Fair enough. Still, Grant seems to have been able to deal with the realities he faced, and that shows here. I'm going to take the 1861 issue to PMs since its not related to the main subject.
If Thomas had managed to get Grant's trust instead of Sherman, I daresay that it's possible for the mirror timeline to Up With the Star whereby the War in the West ends in May of 1864 as opposed to that in the East. Thomas to me is the example of the *other* kind of successful war the US Army would have been able to fight.
Now that would be an awesome team up. If I was more interested in writing a post-war timeline, I wouldn't mind trying to write that as an alt-Civil War.
IMHO Johnston could easily pull off a victory at the ATL-style Chickamauga campaign but the result would be due to Rosecrans having become overconfident and poorly distributing his troops, the kind of situation any competent general could turn into a victory. And Johnston definitely was competent.
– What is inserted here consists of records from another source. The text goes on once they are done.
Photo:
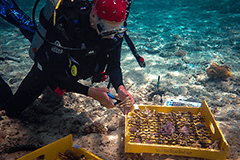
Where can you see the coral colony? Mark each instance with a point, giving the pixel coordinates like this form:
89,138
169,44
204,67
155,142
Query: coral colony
183,128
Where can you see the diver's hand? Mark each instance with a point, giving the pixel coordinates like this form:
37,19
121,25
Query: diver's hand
100,94
122,95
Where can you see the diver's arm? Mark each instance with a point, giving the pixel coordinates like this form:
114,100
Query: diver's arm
114,68
116,77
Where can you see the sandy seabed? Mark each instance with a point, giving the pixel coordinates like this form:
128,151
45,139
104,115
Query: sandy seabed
182,77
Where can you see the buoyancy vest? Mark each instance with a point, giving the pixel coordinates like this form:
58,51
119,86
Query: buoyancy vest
73,29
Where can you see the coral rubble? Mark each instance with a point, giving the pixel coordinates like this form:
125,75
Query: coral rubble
217,71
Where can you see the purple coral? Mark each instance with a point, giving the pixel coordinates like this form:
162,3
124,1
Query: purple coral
168,129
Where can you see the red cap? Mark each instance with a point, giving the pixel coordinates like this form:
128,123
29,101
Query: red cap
111,10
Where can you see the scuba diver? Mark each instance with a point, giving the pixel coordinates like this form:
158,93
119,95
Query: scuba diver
75,40
10,11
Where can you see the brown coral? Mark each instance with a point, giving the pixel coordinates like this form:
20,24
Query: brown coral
181,53
216,71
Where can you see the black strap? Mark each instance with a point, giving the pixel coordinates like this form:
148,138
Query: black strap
44,22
However Johnston's unlikely to do much to any of the troops Thomas commands as OTL Chickamauga was a bloody battle that was more of Rosecrans losing than Johnston winning. TTL Chickamauga would be equally bloody and a victory over Rosecrans' right would in all likelihood exhaust CS manpower and momentum by the time they hit the Rock of Chickamauga, which might make it a quasi-Murfreesboro.
Agreed on both halves here. I suppose you could have the same fluke of luck happen in both timelines, but its such a bullshit-improbable fluke that repeating it would be only useful if the goal was to study post-battle consequences with Johnston commanding the sorely hurt AoT instead of Bragg - rather than an alt-campaign.